In Germany, Herder becomes the fulcrum of all previous thought (Hebrew, Greek, French, English, and German) on this theory. Herder, in turn, in addition to his other and principal contributions to the theory, affects it by giving a quickened impetus not only to the contemporary development thereof, but also to the later course of that development. Goethe reflects some of Herder’s conceptions. Wolf, Niebuhr, the German romanticists—August Wilhelm Schlegel in especial—and Hegel apply Herder’s idea to history and continue it therein. Hegel combats the notion that climate can be the be-all and end-all of historical explanation; he implies that climate was held to be a vera causa.

The theory of social environment evolves, particularly since Ibn Khaldun, parallel with that of the physical milieu.

The nineteenth century brings differentiation carried out in human geography including history, in biology, in jurisprudence and economics, in anthropology, in sociology, in literature, and latterly in physics. These disciplines determine our divisions for discussions shortly to follow the present one.

The major portion of this study is then given over to following the milieu idea in some of the more important French, English, and German writers of the past century on what for want of a better name has been called anthropo-geography inclusive of certain aspects of history.

On the whole, their method has been the comparative method. Principles laid down a priori would be illustrated by typical cases selected mostly from the past. Or, the process would be reversed to an a posteriori reasoning: history restudied to find out its possible connections with the environment. Again: some would pick out a phase of the encompassing medium and follow out its effects in a particular country, while others would try to arrive at a more general conclusion.
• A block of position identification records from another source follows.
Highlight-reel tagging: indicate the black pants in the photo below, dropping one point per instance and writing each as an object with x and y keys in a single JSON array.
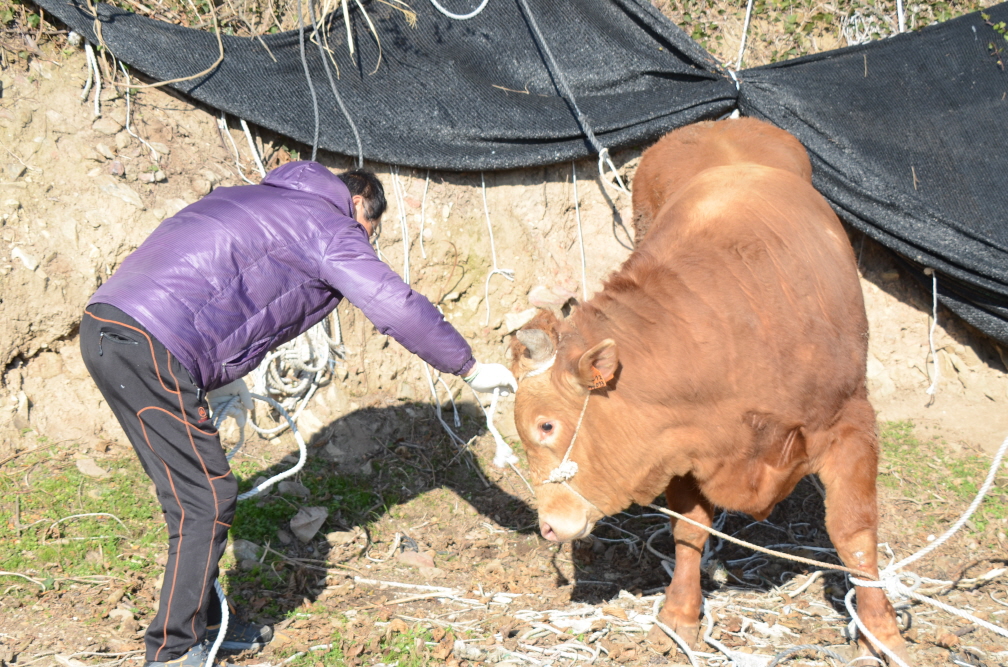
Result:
[{"x": 165, "y": 416}]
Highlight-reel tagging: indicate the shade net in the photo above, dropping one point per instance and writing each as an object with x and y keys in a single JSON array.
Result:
[
  {"x": 906, "y": 134},
  {"x": 908, "y": 143},
  {"x": 453, "y": 95}
]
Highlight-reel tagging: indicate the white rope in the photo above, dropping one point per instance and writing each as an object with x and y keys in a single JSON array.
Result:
[
  {"x": 460, "y": 17},
  {"x": 332, "y": 82},
  {"x": 745, "y": 31},
  {"x": 91, "y": 73},
  {"x": 930, "y": 336},
  {"x": 423, "y": 213},
  {"x": 307, "y": 74},
  {"x": 455, "y": 408},
  {"x": 303, "y": 454},
  {"x": 153, "y": 153},
  {"x": 542, "y": 368},
  {"x": 222, "y": 124},
  {"x": 400, "y": 205},
  {"x": 507, "y": 273},
  {"x": 988, "y": 483},
  {"x": 225, "y": 619},
  {"x": 93, "y": 61},
  {"x": 503, "y": 454},
  {"x": 437, "y": 408},
  {"x": 294, "y": 370},
  {"x": 252, "y": 148},
  {"x": 581, "y": 238},
  {"x": 568, "y": 469}
]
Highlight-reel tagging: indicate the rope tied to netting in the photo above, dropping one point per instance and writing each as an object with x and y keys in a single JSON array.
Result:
[
  {"x": 332, "y": 85},
  {"x": 460, "y": 17},
  {"x": 507, "y": 273},
  {"x": 930, "y": 334},
  {"x": 560, "y": 81}
]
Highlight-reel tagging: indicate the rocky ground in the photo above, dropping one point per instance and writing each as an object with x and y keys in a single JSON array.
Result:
[{"x": 424, "y": 546}]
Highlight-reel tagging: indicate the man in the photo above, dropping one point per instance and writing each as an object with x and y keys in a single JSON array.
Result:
[{"x": 197, "y": 306}]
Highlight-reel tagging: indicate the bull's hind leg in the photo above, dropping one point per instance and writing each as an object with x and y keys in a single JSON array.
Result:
[
  {"x": 848, "y": 473},
  {"x": 683, "y": 595}
]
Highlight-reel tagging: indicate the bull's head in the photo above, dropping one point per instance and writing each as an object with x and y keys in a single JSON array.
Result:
[{"x": 555, "y": 371}]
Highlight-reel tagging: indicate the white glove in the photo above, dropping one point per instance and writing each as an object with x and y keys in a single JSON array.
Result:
[
  {"x": 485, "y": 378},
  {"x": 234, "y": 399}
]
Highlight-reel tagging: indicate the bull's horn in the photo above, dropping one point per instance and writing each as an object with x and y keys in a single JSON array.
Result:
[{"x": 540, "y": 347}]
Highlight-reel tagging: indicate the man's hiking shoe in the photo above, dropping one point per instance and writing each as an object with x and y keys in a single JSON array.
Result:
[
  {"x": 241, "y": 636},
  {"x": 195, "y": 657}
]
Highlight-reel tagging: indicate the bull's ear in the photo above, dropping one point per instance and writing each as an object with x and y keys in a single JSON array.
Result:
[{"x": 598, "y": 366}]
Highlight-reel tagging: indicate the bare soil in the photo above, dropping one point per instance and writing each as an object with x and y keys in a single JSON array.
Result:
[{"x": 80, "y": 192}]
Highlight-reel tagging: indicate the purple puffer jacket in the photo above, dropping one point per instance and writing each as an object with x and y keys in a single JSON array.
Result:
[{"x": 248, "y": 268}]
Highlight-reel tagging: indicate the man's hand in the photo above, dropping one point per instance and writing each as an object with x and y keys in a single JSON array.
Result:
[
  {"x": 485, "y": 378},
  {"x": 221, "y": 399}
]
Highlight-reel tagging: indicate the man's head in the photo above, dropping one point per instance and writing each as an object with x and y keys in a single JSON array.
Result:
[{"x": 368, "y": 196}]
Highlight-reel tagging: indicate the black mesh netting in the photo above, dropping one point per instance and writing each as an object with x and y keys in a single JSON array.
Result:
[
  {"x": 906, "y": 135},
  {"x": 908, "y": 141},
  {"x": 453, "y": 95}
]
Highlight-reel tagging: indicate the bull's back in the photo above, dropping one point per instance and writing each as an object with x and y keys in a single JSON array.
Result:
[
  {"x": 766, "y": 304},
  {"x": 677, "y": 157}
]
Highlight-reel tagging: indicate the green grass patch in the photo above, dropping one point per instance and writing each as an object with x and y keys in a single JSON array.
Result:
[
  {"x": 44, "y": 498},
  {"x": 930, "y": 470}
]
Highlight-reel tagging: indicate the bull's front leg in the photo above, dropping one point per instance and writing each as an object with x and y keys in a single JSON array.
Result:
[
  {"x": 683, "y": 595},
  {"x": 849, "y": 473}
]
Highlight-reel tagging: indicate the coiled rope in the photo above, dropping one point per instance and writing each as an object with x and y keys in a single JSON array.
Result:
[{"x": 295, "y": 370}]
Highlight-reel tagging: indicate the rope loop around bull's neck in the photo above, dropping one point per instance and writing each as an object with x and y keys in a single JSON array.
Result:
[{"x": 567, "y": 468}]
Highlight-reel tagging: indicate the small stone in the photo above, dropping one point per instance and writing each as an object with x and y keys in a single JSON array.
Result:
[
  {"x": 14, "y": 170},
  {"x": 124, "y": 192},
  {"x": 947, "y": 640},
  {"x": 90, "y": 468},
  {"x": 30, "y": 261},
  {"x": 106, "y": 125},
  {"x": 294, "y": 489},
  {"x": 122, "y": 615},
  {"x": 548, "y": 297},
  {"x": 105, "y": 151},
  {"x": 308, "y": 424},
  {"x": 415, "y": 559},
  {"x": 171, "y": 207},
  {"x": 341, "y": 537},
  {"x": 307, "y": 521},
  {"x": 201, "y": 186},
  {"x": 245, "y": 550}
]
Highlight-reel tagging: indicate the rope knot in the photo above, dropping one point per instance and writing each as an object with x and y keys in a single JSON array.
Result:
[{"x": 561, "y": 473}]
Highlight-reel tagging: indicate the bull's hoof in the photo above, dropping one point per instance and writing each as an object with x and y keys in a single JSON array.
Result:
[
  {"x": 688, "y": 634},
  {"x": 869, "y": 655}
]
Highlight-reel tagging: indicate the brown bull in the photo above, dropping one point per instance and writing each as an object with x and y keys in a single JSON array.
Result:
[{"x": 721, "y": 364}]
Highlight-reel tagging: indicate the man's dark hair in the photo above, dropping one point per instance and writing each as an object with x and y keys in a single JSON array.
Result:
[{"x": 366, "y": 184}]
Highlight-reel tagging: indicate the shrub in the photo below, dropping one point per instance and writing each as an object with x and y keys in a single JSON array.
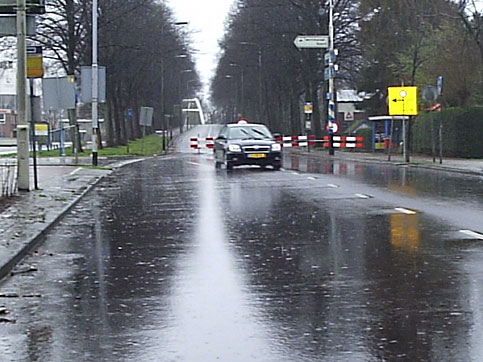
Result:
[{"x": 462, "y": 132}]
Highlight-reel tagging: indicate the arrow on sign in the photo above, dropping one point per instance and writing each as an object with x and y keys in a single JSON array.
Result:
[{"x": 312, "y": 41}]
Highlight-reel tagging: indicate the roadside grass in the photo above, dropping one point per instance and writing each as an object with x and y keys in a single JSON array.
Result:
[{"x": 148, "y": 146}]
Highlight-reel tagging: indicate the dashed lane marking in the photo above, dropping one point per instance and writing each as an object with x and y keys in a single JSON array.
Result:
[
  {"x": 75, "y": 171},
  {"x": 472, "y": 234},
  {"x": 405, "y": 211}
]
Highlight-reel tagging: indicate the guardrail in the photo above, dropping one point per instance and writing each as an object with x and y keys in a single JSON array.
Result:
[{"x": 198, "y": 143}]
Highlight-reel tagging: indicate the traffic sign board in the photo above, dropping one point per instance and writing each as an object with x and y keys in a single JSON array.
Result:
[
  {"x": 312, "y": 41},
  {"x": 308, "y": 108},
  {"x": 35, "y": 68},
  {"x": 403, "y": 101},
  {"x": 332, "y": 125}
]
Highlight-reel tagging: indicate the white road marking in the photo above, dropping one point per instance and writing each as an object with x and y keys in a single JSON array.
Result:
[
  {"x": 75, "y": 171},
  {"x": 405, "y": 211},
  {"x": 472, "y": 234}
]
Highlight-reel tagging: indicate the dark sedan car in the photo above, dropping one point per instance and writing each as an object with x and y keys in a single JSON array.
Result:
[{"x": 246, "y": 143}]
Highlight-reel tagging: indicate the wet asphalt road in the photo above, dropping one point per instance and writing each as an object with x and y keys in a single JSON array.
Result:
[{"x": 170, "y": 260}]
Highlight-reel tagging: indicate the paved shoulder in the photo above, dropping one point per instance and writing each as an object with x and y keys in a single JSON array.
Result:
[{"x": 33, "y": 213}]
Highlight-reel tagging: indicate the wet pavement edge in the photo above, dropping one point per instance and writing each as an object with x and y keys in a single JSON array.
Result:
[{"x": 25, "y": 235}]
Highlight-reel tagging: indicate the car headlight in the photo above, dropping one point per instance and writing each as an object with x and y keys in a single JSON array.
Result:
[
  {"x": 234, "y": 148},
  {"x": 276, "y": 147}
]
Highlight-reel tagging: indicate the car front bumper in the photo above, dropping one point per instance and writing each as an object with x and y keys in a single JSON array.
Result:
[{"x": 261, "y": 159}]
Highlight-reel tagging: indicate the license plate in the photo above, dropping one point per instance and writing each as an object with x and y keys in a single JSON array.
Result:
[{"x": 257, "y": 155}]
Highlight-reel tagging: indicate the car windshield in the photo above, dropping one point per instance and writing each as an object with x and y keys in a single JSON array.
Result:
[{"x": 249, "y": 132}]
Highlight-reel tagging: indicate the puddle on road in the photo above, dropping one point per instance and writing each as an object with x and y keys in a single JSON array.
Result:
[{"x": 192, "y": 265}]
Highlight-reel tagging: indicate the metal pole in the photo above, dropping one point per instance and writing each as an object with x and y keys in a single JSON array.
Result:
[
  {"x": 23, "y": 171},
  {"x": 259, "y": 84},
  {"x": 404, "y": 139},
  {"x": 95, "y": 76},
  {"x": 32, "y": 126},
  {"x": 331, "y": 103}
]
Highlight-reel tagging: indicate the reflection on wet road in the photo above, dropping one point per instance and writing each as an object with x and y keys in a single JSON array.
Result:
[{"x": 170, "y": 260}]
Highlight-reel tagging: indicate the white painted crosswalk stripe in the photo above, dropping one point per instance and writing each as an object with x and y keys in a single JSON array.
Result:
[{"x": 472, "y": 234}]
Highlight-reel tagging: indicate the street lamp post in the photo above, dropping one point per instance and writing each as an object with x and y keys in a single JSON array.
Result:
[
  {"x": 23, "y": 170},
  {"x": 259, "y": 76},
  {"x": 331, "y": 102},
  {"x": 242, "y": 96},
  {"x": 179, "y": 23},
  {"x": 95, "y": 77}
]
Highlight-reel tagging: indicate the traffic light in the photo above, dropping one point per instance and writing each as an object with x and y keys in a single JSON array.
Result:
[{"x": 34, "y": 7}]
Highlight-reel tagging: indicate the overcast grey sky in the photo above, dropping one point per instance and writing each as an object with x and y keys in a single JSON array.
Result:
[{"x": 206, "y": 21}]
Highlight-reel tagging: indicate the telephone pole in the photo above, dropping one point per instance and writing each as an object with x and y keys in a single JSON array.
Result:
[
  {"x": 95, "y": 84},
  {"x": 23, "y": 171},
  {"x": 331, "y": 103}
]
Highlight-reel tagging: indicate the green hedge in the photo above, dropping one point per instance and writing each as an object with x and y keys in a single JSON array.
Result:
[{"x": 462, "y": 132}]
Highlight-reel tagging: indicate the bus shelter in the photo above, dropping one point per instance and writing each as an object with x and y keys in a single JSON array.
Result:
[{"x": 388, "y": 132}]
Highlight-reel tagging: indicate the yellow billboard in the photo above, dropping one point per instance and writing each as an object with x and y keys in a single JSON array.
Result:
[{"x": 403, "y": 101}]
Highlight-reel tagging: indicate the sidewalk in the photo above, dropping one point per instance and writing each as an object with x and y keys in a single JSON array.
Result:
[
  {"x": 466, "y": 166},
  {"x": 30, "y": 215}
]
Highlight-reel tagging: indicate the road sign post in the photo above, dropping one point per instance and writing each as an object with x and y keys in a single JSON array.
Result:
[{"x": 312, "y": 41}]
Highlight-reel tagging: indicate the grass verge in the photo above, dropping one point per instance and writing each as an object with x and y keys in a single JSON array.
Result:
[{"x": 148, "y": 146}]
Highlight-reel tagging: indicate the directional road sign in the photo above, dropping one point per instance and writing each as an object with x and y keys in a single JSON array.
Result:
[
  {"x": 35, "y": 68},
  {"x": 403, "y": 101},
  {"x": 311, "y": 41}
]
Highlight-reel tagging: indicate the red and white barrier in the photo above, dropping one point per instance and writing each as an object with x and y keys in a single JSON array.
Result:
[
  {"x": 310, "y": 141},
  {"x": 292, "y": 141}
]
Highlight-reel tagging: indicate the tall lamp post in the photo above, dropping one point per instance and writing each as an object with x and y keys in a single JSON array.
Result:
[
  {"x": 23, "y": 171},
  {"x": 242, "y": 108},
  {"x": 95, "y": 77},
  {"x": 259, "y": 75},
  {"x": 179, "y": 23},
  {"x": 331, "y": 103}
]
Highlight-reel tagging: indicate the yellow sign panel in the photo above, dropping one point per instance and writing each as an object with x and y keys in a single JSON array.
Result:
[
  {"x": 41, "y": 129},
  {"x": 35, "y": 67},
  {"x": 403, "y": 101}
]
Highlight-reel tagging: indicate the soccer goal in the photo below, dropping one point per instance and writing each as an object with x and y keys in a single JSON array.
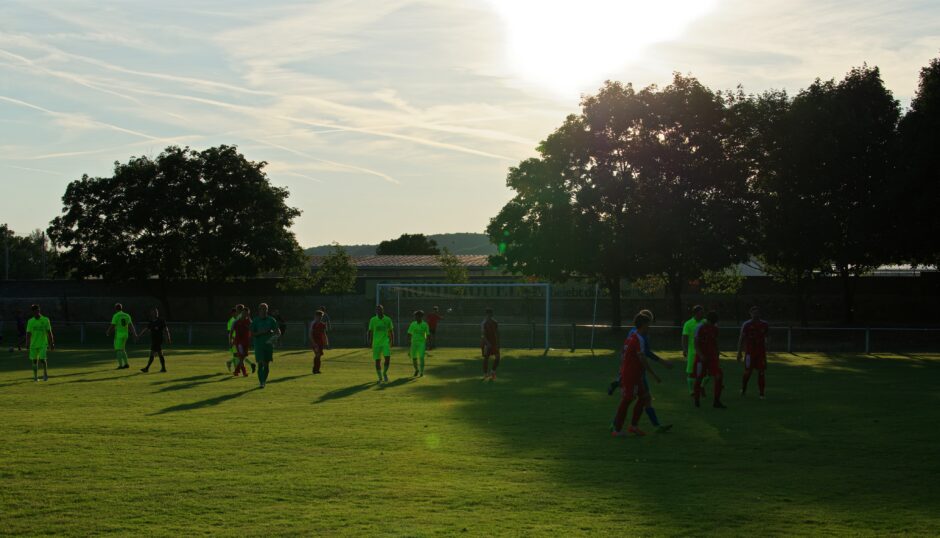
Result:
[{"x": 523, "y": 310}]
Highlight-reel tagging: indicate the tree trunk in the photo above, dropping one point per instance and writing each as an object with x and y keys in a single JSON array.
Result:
[
  {"x": 616, "y": 316},
  {"x": 848, "y": 295},
  {"x": 675, "y": 289}
]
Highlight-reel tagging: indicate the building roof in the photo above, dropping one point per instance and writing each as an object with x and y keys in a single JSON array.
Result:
[{"x": 419, "y": 262}]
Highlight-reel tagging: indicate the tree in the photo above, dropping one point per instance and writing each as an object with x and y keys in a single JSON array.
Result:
[
  {"x": 454, "y": 270},
  {"x": 27, "y": 257},
  {"x": 918, "y": 182},
  {"x": 208, "y": 216},
  {"x": 408, "y": 244},
  {"x": 824, "y": 187},
  {"x": 337, "y": 272}
]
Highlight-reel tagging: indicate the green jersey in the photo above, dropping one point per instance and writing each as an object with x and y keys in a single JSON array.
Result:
[
  {"x": 419, "y": 332},
  {"x": 688, "y": 330},
  {"x": 122, "y": 323},
  {"x": 38, "y": 329},
  {"x": 263, "y": 325},
  {"x": 381, "y": 329}
]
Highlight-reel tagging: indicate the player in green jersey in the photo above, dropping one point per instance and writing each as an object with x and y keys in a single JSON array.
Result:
[
  {"x": 264, "y": 332},
  {"x": 39, "y": 339},
  {"x": 121, "y": 326},
  {"x": 688, "y": 342},
  {"x": 235, "y": 314},
  {"x": 418, "y": 333},
  {"x": 380, "y": 340}
]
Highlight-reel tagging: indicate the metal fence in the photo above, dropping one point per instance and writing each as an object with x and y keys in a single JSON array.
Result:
[{"x": 528, "y": 336}]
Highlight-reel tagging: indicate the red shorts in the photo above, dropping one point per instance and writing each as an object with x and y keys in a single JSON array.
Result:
[{"x": 758, "y": 361}]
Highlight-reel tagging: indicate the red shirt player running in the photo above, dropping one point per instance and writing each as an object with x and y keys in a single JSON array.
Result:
[
  {"x": 318, "y": 340},
  {"x": 706, "y": 359},
  {"x": 632, "y": 365},
  {"x": 753, "y": 341}
]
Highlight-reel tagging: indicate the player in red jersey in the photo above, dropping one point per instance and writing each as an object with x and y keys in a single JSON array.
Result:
[
  {"x": 241, "y": 340},
  {"x": 433, "y": 318},
  {"x": 753, "y": 343},
  {"x": 706, "y": 359},
  {"x": 318, "y": 339},
  {"x": 489, "y": 345},
  {"x": 632, "y": 366}
]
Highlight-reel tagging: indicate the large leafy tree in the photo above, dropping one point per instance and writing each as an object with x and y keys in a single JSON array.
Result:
[
  {"x": 641, "y": 182},
  {"x": 408, "y": 244},
  {"x": 208, "y": 216},
  {"x": 918, "y": 184},
  {"x": 825, "y": 181}
]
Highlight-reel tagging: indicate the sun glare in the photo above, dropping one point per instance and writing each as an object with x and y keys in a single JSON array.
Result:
[{"x": 570, "y": 46}]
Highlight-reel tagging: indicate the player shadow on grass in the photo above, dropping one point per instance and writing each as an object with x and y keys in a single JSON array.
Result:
[{"x": 344, "y": 392}]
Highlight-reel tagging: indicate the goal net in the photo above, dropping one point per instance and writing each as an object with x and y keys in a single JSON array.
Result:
[{"x": 523, "y": 311}]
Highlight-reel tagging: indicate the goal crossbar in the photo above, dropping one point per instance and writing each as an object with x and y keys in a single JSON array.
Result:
[{"x": 542, "y": 285}]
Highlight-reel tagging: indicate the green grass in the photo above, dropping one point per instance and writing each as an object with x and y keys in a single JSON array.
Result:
[{"x": 844, "y": 445}]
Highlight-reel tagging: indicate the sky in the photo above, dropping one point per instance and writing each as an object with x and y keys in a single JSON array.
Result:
[{"x": 390, "y": 116}]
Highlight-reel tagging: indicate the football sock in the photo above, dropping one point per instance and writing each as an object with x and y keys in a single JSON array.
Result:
[{"x": 650, "y": 412}]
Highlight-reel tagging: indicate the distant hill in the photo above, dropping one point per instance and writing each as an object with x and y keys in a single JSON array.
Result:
[{"x": 460, "y": 243}]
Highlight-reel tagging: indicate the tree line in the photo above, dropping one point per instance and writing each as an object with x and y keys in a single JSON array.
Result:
[{"x": 678, "y": 182}]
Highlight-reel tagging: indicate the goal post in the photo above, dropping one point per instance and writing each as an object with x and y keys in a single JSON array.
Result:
[{"x": 408, "y": 296}]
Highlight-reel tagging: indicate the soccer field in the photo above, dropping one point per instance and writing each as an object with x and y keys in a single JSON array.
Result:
[{"x": 844, "y": 445}]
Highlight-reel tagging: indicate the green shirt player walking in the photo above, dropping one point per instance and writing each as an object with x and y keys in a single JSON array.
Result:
[
  {"x": 688, "y": 342},
  {"x": 263, "y": 332},
  {"x": 418, "y": 333},
  {"x": 380, "y": 339},
  {"x": 121, "y": 326},
  {"x": 39, "y": 340}
]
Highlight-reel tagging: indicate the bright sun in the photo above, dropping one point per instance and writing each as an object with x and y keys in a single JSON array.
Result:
[{"x": 570, "y": 46}]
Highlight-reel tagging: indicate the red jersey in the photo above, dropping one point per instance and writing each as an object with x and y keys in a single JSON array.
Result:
[
  {"x": 706, "y": 342},
  {"x": 755, "y": 337},
  {"x": 630, "y": 366},
  {"x": 318, "y": 333},
  {"x": 242, "y": 330}
]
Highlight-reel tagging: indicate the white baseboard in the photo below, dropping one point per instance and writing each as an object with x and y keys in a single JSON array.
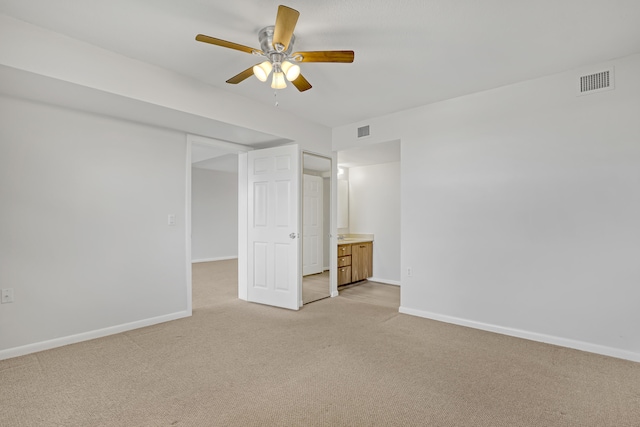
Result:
[
  {"x": 224, "y": 258},
  {"x": 85, "y": 336},
  {"x": 533, "y": 336},
  {"x": 385, "y": 281}
]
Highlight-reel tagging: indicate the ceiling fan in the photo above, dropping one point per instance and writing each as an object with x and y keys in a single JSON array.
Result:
[{"x": 276, "y": 43}]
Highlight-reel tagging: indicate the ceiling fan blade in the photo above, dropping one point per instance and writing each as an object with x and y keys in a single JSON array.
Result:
[
  {"x": 326, "y": 56},
  {"x": 224, "y": 43},
  {"x": 301, "y": 83},
  {"x": 241, "y": 76},
  {"x": 285, "y": 23}
]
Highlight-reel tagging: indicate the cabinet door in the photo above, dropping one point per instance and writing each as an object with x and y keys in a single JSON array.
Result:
[
  {"x": 361, "y": 261},
  {"x": 344, "y": 275}
]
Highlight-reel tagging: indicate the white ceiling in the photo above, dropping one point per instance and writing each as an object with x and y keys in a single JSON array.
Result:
[{"x": 407, "y": 52}]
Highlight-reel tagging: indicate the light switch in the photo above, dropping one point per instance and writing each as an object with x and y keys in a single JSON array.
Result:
[{"x": 7, "y": 295}]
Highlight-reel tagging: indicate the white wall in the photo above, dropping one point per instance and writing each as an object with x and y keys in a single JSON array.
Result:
[
  {"x": 374, "y": 208},
  {"x": 84, "y": 240},
  {"x": 521, "y": 210},
  {"x": 214, "y": 215}
]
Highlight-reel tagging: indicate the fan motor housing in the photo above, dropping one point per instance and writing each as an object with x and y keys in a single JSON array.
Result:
[{"x": 266, "y": 43}]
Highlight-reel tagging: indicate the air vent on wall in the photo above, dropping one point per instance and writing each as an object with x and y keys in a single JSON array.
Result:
[
  {"x": 363, "y": 131},
  {"x": 596, "y": 82}
]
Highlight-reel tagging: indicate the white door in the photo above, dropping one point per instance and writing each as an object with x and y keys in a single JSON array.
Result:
[
  {"x": 312, "y": 214},
  {"x": 273, "y": 216}
]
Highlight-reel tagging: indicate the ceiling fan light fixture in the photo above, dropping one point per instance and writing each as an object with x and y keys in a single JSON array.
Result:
[
  {"x": 278, "y": 81},
  {"x": 261, "y": 71},
  {"x": 291, "y": 71}
]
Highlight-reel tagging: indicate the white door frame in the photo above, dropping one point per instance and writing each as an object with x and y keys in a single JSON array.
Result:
[
  {"x": 333, "y": 239},
  {"x": 242, "y": 187}
]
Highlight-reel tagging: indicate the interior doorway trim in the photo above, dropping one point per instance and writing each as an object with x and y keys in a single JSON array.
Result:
[
  {"x": 242, "y": 243},
  {"x": 331, "y": 175}
]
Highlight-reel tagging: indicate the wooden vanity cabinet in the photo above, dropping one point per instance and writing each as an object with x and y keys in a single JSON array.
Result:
[
  {"x": 355, "y": 262},
  {"x": 344, "y": 264}
]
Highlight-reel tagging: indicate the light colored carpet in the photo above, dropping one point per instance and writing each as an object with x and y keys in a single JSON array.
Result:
[
  {"x": 315, "y": 287},
  {"x": 336, "y": 362}
]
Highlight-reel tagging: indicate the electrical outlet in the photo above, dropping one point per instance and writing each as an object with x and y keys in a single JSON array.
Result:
[{"x": 7, "y": 295}]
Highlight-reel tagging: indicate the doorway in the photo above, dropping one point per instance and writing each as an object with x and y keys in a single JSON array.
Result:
[{"x": 316, "y": 226}]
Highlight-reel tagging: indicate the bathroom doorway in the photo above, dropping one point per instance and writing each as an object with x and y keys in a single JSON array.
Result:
[{"x": 316, "y": 223}]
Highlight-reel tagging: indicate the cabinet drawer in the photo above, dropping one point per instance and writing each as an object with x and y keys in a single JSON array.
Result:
[
  {"x": 344, "y": 261},
  {"x": 344, "y": 275},
  {"x": 344, "y": 250}
]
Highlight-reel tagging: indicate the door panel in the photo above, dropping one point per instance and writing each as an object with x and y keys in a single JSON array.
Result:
[{"x": 273, "y": 206}]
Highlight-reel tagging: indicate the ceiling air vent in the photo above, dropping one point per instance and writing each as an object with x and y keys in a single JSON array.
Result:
[
  {"x": 597, "y": 82},
  {"x": 363, "y": 131}
]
With reference to climate in particular, the statistical method was employed by QuÉtelet, Bertillon, Leffingwell, Ferri, Holzendorf, Guerry, Curcio, Lombroso, and others, who established a parallelism, or coincidence, between certain climatic features and the criminal conduct of man.

Delimited aspects of environment, relating again more to climate than any other phase of the milieu, were made the objects of observational or experimentally observational studies by Dexter, Brunhes, and Hellpach, the last two giving the most recent comprehensive summaries of our knowledge in this field. And they are among the best we have.

The next part of this study will continue the survey of the history of this theory in the above mentioned sciences as well as in literature.